I am a creature of routines. Because of our different work schedules I usually go to bed several hours before my husband does. When I’m ready to head upstairs he usually heads to his office. Lately I’ve been pausing in his office first. I sit on the floor, petting the dog who does not want to be touched and ask my husband questions about my WIP.  Five or ten minutes of conversation and then I go upstairs. Just before I turn out the light I grab my steno pad and jot down a few ideas. And then, before I know it, there is a scene. And as we know, a scene after a scene after ascene makes a book.

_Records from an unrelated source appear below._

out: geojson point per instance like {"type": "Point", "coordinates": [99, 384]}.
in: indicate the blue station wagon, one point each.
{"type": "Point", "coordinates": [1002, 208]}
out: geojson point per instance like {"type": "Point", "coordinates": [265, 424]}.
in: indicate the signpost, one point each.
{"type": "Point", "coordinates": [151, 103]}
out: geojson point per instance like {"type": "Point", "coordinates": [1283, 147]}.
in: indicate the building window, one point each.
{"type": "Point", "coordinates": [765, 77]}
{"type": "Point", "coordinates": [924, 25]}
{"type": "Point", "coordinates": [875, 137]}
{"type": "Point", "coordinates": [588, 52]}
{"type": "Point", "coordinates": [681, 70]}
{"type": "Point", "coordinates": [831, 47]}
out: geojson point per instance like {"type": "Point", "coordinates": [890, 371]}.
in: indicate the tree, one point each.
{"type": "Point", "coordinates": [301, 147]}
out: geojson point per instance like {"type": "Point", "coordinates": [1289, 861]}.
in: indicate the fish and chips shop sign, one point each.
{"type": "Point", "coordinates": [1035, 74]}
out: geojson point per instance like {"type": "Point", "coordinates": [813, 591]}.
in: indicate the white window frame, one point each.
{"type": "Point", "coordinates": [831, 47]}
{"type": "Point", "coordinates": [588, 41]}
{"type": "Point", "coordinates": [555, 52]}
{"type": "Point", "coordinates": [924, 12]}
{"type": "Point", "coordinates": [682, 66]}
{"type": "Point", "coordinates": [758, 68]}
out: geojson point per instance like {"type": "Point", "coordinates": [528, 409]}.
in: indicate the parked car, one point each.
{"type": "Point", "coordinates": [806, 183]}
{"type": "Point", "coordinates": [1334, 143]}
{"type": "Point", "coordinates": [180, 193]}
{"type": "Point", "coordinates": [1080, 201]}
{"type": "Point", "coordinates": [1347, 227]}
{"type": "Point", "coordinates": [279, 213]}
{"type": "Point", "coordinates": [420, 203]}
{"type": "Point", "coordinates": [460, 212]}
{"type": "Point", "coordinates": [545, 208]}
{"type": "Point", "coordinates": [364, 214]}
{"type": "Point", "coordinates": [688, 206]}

With the work-for-hire project my WIP has been short-changed of late. But that doesn’t mean I am not working on it.  Sometimes it seems the less time I have for a project the more my brain goes into overtime trying to solve the story questions.  A lot of my pondering is done in the shower or on the drive back and forth to the day job. When I come home from work and empty my pockets I am liable to find scraps of paper with ideas of things to research or a couple of lines of something that just popped into my head. I can be driving and unable to write anything down and I get a great idea (or what seems like one at the time) and I will make up a song using the line and sing it to myself until I can pull over and write it down.

I used to tell people that I squeezed writing into the holes in my life whenever I could. Like it was something to be forced.

I realize that’s the wrong way of looking at it.

I don’t have to force myself into the words. The words are always there, sliding out when I least expect it, just waiting for me to catch them and put them back where they belong. In a story.